The head of Oregon’s education agency told school district leaders Thursday that federal immigration authorities should not confront parents at bus stops.
Oregon Department of Education Director Colt Gill argued that the federal agency’s recent arrest of a parent at a bus stop was “unsafe… traumatic…and is counter to our shared values for schools and the children we serve in Oregon.” Gill made the comments in a message sent to superintendents throughout the state Thursday, offering guidance in the wake of the arrest last week of a parent in the Tigard-Tualatin School District.
“ODE considers bus stops an extension of our school system,” Gill said in his email. “Like our classrooms, gyms, cafeterias, hallways, busses and ballfields – bus stops should be safe, inclusive, and welcoming for all students, families, staff, and community members.”
Gill said the arrest of the parent was “clearly traumatic” for the family, “but also for every student on the bus witnessing this event.”
Gill called for district and school personnel to understand Oregon’s sanctuary law, Oregon’s Privacy Protection Bill and the Family Educational Rights and Privacy Act, or FERPA.
FERPA prohibits schools from sharing personal student information, including where they live, without the parents’ permission.
School districts are echoing Gill’s guidance, including Salem-Keizer Public Schools, Oregon’s second-largest district with a large immigrant community.
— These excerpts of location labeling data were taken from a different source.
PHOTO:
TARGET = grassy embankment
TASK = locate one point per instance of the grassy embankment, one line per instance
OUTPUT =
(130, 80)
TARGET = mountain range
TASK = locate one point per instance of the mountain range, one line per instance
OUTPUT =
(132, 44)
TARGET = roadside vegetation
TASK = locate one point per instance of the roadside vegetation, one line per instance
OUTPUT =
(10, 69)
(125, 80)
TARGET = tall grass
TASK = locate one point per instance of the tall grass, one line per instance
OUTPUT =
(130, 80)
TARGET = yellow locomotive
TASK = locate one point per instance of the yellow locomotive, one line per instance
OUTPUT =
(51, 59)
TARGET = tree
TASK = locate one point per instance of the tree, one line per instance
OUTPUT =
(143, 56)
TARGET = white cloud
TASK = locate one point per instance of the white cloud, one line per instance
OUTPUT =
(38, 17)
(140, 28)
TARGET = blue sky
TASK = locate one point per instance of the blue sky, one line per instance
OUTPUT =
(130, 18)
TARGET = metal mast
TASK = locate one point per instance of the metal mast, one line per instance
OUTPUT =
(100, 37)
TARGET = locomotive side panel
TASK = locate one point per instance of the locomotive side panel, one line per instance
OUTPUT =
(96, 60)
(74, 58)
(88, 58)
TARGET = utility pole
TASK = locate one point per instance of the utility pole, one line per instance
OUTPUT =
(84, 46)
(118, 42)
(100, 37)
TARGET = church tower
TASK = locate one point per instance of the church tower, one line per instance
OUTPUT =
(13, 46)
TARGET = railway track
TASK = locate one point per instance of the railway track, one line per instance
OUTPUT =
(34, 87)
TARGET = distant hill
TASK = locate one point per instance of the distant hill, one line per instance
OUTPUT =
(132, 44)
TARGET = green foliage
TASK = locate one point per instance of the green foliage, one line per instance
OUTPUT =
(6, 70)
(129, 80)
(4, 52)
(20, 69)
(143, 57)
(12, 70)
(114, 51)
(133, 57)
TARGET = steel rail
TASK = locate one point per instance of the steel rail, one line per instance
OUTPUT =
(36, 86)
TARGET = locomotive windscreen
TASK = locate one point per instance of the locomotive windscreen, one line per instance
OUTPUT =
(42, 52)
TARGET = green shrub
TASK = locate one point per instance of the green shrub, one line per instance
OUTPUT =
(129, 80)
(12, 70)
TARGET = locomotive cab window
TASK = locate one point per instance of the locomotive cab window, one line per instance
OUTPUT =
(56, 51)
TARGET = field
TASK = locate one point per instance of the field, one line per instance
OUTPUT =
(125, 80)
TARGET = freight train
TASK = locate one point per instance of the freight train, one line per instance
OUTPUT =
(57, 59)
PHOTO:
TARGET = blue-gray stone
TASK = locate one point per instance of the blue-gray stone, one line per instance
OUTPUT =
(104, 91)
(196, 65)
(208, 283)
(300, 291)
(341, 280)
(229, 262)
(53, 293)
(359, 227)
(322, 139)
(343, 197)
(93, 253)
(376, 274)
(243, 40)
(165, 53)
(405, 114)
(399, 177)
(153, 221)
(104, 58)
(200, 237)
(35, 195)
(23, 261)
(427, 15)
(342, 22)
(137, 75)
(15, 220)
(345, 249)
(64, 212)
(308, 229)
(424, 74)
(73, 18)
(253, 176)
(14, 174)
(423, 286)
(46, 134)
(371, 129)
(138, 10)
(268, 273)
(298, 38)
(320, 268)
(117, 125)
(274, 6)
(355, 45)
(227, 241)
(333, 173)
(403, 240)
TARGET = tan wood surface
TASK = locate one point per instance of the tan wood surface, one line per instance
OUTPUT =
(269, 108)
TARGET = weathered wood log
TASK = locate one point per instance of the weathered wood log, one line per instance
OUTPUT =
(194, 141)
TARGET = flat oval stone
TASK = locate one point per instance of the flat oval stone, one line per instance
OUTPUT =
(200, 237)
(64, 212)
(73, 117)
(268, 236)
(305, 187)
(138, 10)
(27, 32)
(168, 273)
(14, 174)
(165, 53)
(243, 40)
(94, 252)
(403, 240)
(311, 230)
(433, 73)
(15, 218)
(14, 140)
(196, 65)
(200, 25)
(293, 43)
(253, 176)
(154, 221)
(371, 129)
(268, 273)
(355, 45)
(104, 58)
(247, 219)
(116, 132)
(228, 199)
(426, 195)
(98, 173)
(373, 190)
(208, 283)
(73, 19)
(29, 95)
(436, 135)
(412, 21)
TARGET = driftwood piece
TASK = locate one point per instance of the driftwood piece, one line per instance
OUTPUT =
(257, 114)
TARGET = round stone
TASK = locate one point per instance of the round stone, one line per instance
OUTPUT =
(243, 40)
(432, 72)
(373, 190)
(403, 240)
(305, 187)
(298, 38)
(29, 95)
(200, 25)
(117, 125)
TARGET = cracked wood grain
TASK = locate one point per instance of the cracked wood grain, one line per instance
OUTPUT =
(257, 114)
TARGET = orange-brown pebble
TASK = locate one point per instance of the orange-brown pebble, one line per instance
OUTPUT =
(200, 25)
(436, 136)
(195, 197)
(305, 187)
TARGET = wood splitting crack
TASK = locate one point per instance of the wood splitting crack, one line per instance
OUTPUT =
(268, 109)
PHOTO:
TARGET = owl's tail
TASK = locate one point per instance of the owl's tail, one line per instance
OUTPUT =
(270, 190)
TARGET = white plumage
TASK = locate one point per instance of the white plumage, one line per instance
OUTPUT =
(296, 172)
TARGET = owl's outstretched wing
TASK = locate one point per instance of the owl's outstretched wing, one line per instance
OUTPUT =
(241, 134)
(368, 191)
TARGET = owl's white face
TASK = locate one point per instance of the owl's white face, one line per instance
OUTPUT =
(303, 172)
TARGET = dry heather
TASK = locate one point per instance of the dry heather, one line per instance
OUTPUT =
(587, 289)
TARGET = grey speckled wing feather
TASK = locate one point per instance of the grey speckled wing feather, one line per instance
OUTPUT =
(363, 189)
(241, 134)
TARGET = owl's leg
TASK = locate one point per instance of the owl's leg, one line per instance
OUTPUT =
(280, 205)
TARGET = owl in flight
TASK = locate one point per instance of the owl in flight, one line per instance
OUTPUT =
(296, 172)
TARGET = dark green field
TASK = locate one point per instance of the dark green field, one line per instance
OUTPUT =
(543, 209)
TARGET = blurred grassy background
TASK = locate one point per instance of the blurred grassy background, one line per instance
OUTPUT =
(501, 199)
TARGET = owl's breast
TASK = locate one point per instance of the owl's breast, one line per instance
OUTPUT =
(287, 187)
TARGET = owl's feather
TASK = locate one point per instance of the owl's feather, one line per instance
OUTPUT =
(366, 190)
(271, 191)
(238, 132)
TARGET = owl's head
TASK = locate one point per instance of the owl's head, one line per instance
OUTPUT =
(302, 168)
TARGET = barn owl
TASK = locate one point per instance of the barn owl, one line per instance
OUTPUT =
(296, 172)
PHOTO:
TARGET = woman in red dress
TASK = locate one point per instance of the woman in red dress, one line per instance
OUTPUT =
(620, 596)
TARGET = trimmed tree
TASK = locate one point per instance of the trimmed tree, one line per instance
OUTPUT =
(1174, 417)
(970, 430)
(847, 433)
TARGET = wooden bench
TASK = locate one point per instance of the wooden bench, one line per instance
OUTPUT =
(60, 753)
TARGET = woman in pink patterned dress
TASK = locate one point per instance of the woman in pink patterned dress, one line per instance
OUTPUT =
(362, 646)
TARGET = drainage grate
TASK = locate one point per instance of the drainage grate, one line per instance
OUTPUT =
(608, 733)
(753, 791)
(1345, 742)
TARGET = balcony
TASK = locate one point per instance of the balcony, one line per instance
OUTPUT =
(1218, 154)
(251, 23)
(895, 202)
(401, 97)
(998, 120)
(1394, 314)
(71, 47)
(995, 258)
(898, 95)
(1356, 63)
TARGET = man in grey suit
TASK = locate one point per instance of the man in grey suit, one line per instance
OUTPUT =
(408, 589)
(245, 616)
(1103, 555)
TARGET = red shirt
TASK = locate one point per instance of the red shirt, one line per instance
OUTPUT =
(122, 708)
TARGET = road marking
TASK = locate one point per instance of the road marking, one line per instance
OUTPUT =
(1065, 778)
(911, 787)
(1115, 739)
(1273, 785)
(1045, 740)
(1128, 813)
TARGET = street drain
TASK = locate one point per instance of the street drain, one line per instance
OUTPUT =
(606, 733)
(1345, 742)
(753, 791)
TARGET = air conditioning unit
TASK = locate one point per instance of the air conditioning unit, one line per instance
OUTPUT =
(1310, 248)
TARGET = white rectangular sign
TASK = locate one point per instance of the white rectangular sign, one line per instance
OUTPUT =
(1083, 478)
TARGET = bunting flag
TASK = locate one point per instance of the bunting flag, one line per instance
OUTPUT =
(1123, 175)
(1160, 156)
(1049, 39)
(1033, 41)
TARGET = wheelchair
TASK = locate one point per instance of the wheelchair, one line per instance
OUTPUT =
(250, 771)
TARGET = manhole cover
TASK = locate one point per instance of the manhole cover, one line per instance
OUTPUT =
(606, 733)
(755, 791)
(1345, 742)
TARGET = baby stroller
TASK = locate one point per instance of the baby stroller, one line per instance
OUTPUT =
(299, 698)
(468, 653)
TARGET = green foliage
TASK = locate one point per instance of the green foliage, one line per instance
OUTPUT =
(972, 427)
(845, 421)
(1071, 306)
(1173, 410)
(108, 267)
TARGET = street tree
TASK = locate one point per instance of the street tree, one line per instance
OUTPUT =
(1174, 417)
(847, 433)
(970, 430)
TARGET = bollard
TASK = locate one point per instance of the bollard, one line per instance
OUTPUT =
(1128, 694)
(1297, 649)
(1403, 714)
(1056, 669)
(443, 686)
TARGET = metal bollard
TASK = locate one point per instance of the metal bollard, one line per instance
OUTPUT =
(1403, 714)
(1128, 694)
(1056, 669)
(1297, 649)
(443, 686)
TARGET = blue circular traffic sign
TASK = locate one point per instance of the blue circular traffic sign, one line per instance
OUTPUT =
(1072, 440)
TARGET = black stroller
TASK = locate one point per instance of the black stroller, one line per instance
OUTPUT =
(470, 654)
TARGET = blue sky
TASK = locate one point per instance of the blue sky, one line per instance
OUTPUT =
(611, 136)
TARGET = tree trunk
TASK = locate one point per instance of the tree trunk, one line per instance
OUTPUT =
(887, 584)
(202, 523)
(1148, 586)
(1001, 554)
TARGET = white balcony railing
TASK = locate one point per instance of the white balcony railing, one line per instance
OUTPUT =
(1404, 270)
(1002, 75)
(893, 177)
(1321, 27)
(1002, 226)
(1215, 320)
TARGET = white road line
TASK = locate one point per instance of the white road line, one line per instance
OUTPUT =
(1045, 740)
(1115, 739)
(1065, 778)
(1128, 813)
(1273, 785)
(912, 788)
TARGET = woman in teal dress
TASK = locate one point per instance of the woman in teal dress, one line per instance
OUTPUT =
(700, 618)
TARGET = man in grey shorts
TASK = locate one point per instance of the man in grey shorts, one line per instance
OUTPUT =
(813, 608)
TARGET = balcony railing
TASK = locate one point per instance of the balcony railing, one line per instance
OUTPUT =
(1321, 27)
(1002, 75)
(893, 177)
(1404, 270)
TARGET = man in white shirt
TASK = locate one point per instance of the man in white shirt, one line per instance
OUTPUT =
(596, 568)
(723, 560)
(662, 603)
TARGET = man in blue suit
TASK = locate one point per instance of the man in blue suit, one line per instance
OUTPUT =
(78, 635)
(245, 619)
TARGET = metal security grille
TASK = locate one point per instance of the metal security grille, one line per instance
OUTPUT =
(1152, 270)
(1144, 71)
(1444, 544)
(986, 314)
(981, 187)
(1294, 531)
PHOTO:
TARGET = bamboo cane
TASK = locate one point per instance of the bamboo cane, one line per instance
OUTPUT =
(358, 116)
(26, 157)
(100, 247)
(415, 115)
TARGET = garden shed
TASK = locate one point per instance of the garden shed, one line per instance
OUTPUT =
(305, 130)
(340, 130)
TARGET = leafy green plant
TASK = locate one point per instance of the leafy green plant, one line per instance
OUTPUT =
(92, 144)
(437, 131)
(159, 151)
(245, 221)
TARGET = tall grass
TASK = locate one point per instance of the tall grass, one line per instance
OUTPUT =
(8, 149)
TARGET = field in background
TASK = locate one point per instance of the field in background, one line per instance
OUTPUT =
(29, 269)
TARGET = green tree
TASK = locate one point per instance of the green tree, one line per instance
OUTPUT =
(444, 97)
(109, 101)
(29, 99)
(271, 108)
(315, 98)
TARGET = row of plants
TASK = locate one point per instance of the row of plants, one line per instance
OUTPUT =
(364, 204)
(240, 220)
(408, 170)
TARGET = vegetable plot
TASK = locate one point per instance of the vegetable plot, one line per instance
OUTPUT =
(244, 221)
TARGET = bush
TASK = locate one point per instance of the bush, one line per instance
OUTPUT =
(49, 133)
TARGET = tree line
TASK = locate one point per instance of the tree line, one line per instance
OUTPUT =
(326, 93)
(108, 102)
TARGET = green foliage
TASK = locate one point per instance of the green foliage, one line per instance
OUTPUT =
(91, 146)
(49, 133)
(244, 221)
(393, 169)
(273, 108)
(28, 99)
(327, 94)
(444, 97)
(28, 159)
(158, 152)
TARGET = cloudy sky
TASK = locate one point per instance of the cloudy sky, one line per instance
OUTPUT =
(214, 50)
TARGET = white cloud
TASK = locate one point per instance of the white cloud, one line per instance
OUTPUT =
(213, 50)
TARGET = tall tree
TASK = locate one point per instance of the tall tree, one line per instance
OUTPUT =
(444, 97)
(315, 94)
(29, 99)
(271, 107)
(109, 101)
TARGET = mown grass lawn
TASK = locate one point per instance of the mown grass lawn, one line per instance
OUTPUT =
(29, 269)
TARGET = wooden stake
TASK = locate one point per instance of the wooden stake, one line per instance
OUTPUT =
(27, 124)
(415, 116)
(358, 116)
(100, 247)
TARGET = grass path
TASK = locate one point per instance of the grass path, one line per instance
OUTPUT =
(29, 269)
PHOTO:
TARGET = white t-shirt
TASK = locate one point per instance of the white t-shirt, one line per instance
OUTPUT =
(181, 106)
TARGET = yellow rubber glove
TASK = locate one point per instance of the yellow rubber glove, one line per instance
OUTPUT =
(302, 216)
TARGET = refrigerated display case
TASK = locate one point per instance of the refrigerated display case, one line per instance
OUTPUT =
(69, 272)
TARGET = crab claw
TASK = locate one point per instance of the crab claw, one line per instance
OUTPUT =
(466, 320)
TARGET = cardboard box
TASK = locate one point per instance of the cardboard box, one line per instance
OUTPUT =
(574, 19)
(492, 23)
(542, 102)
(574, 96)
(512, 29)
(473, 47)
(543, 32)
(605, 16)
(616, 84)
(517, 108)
Spokesperson Lillian Govus emphasized the need for school staff to know the rules, and the rights that students and families have.
“Any school district and any school district employee needs to be intimately familiar with FERPA regulations and what can and cannot be released,” Govus said.
Guidelines OPB received from one school district advised school staff to immediately receive legal counsel and notify the student’s parents before an ICE officer receives access to detaining a student. Without a warrant, non-local law enforcement officials such as ICE don’t have the authority to remove a student from school.
Oregon law prohibits government entities such as schools from helping arrest undocumented immigrants who haven’t committed other crimes.
ICE is defending its arrest of the parent, according to reporting by the Portland Tribune. ICE has said it has a list of places it avoids, which includes bus stops that are “known,” or clearly marked.
“The location of [the] traffic stop and subsequent arrest did not occur at a known marked school bus stop or a location that was previously known to the officers,” ICE spokesperson Tanya Roman said, according to the Tribune.
School bus stops in Oregon are frequently unmarked and identified mainly to students and parents to protect children’s safety.
ODE said it does not know if ICE plans any more arrests or confrontations at school drop-off and pick-up sites, or any other school-sponsored or school-related activities.
“These new issues faced by our families present new challenges for our stretched system, but as educators we always put children at the center of our work,” Gill said in his email.
“I know we will strive to serve every child in each of our communities across Oregon.”